First you always have to think that yep the ideas need changing or finessing.
So the idea put forward is that fingolimod is trapping cells in the lymph glands or the bone marrow and stopping cladribine working. This idea has been levelled at alemtuzumab. If this is true then surely it will do the same to some people wit ocrelizumab. I dont’ know if this happens. However what they are looking for is an explanation of why this individual failed cladribine.
It could the case, but we dont know what happens in the lymph glands….However, I thing some people do, as there are some labs that can do lymph gland biopsies and these I believe have been done after cladribine. We will have to wait for the data to surface. Then we will know.
It is evident that there is an increase of the naive B cells but what do some of these cells become….yep memory B cells. How many do you need. Probably not that many and now you can see the number of memory B cells do increase abit. Is this enough to trigger MS.
Yes it could be however, we know that some people develop attacks when they there are seemingly no B cells in the blood. If may not be the place to look and so those lymph glands studies become more important
However if the morel of this story is true then if further says that you may have to think how you will transiton off a drug when you decide which treatment to go for.
Immune phenotyping study revealing caveats regarding a switch from fingolimod to cladribine.Radlberger RF, Sakic I, Moser T, Pilz G, Harrer A, Wipfler P.Mult Scler Relat Disord. 2020 Dec 29;48:102727. doi: 10.1016/j.msard.2020.102727. Online ahead of print.PMID: 33418308BACKGROUND: Recent data support a key role of B cells in the pathogenesis of multiplesclerosis.
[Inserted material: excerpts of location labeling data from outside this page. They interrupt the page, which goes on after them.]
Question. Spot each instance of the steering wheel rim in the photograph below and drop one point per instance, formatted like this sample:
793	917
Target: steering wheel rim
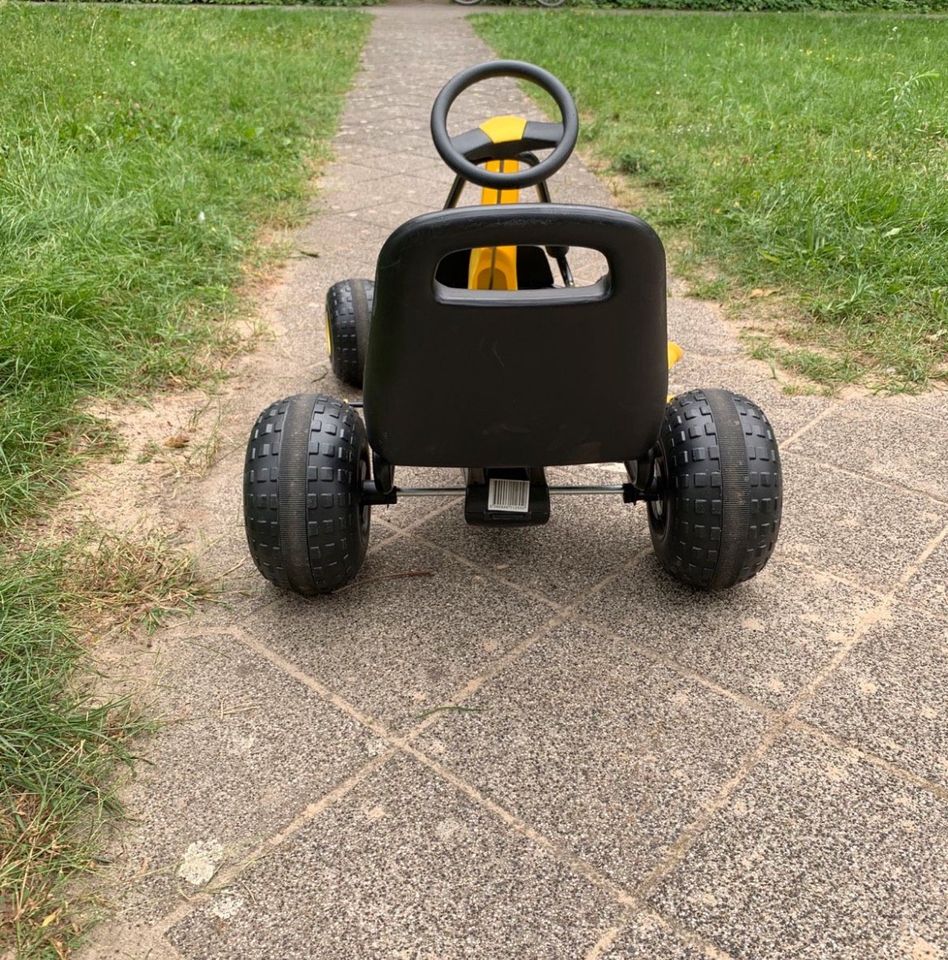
518	70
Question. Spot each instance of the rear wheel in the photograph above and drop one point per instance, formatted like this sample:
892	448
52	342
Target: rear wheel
306	526
348	316
718	469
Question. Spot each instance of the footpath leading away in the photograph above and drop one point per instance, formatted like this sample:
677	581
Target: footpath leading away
502	744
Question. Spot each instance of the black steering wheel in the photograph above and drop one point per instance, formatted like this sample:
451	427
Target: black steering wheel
463	152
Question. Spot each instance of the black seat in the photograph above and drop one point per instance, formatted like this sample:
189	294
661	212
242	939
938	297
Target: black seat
468	378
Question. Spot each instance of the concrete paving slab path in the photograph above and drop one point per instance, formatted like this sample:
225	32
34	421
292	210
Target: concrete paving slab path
502	744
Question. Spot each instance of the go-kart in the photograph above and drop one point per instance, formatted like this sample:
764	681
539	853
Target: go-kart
473	356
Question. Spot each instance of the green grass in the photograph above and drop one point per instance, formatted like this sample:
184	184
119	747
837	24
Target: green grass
140	150
266	3
800	152
141	153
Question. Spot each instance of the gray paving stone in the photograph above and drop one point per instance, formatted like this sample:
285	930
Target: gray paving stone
881	438
766	638
585	540
395	644
646	938
889	697
402	867
243	749
818	855
698	327
857	528
928	588
361	197
596	746
787	414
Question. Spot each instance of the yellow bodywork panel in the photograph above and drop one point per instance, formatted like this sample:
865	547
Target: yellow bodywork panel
495	268
504	129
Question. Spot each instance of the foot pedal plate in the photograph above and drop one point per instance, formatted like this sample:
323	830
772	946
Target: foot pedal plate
505	496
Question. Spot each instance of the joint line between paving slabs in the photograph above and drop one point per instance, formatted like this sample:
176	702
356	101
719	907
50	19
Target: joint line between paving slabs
228	874
783	722
822	415
886	482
Due to the pronounced effect of cladribine on memory B cells, we initiated an immune phenotyping study, which included monitoring of memory B cells of patients newly ass …
Background: Recent data support a key role of B cells in the pathogenesis of multiple sclerosis. Due to the pronounced effect of cladribine on memory B cells, we initiated an immune phenotyping study, which included monitoring of memory B cells of patients newly assigned to this treatment option. A patient with ongoing disease activity in the first year of cladribine after a long-standing fingolimod treatment caught our attention.
Objective: To report about differences in the immune phenotype of the case compared to patients without disease activity and to discuss possible causes for the deviations as caveats regarding treatment sequelae.
Methods: Clinical data and immune phenotyping data collected at baseline (before treatment) and after three, six and ten/twelve months after cladribine initiation were compared between our case and six patients with a stable disease course (controls).
Results: Both, the case and controls showed similar reductions of memory B cells in response to cladribine. The case however, showed an accelerated repopulation dynamic of naïve B cells with an almost 3-fold hyperrepopulation compared to baseline levels, and lower pre-treatment levels of CD4+ and CD8+ T cells and memory B cells compared to controls.
Conclusion: We propose a prolonged pre-treatment with fingolimod as possible cause for the lack of response to cladribine. Autoreactive cells sequestrated within lymph nodes may have evaded cladribine depletion on top of a delay of recirculating regulatory T cells. In addition, we want to raise awareness of the importance of monitoring T and B cells for bridging the current lack of evidence regarding sequencing therapies in the real life setting.